If you stop and think about this for a second it's really amazing. When we hold our head high, we are trying to raise ourselves above the mundane earth below our feet. We are trying to imply that we are closer to the heavens.
Generally we associate our sense of self as eminating from our head, because that is the vantage point from which we see and hear, but in actuality it makes no real difference which part of our body is the seat of the self--it's all connected, it's all us.
Our feet are right there, firmly planted on the ground at all times. Think about our feet as being us. Think about the fiction that are feet are not us, but that are head is. We are right there all the time, pressed up close against the ground.
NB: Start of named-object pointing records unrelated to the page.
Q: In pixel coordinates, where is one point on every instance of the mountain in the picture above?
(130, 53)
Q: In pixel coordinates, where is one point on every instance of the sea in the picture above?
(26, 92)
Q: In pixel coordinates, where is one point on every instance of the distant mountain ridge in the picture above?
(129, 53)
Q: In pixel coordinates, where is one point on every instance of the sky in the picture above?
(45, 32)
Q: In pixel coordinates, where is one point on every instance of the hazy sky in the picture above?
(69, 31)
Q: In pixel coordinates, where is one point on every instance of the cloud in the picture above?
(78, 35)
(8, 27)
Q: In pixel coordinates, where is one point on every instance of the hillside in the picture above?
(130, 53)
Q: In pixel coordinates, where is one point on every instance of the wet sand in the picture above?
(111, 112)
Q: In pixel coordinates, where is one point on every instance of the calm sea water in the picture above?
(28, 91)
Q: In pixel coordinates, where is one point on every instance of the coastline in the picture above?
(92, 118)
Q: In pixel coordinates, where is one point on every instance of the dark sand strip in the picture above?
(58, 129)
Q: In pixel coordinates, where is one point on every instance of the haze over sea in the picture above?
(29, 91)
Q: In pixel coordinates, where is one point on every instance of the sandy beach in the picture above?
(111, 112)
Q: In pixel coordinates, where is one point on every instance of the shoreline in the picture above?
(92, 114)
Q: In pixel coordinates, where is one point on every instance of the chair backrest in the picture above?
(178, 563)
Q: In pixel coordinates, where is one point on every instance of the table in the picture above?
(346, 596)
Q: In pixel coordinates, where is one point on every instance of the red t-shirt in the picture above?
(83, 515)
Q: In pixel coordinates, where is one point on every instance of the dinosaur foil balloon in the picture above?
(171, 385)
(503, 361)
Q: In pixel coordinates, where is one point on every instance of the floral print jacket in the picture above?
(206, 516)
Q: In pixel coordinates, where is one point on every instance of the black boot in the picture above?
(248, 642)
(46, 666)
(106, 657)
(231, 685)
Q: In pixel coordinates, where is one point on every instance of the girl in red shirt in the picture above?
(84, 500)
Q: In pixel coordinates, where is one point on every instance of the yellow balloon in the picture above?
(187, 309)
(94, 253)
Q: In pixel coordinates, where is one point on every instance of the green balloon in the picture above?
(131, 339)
When we want to deny it, we raise our head a little higher, trying to hide our nature.
The amazing part is that towards the end of the Tanya, in Iggeret HaKodesh, Rebbe Shneur Zalman of Liadi brings down that the the ground, the naked earth, has the greatest revellation of Godliness in this world. It is the only place where HaShem's words can be seen actively involved in creating something from nothing all the time. (Everytime a tiny seed disintegrates and grows into a huge tree)
Sometimes, if we stop trying to escape and hide our nature, we can be so much closer to HaShem's Holy revellation. We can be flush with the earth (and HaShem's light therein) that forever supports us.
We can let go of the weight of being, and let HaShem carry the load for us--which He does anyway, but isn't it so much lighter when we know we aren't the ones carrying it?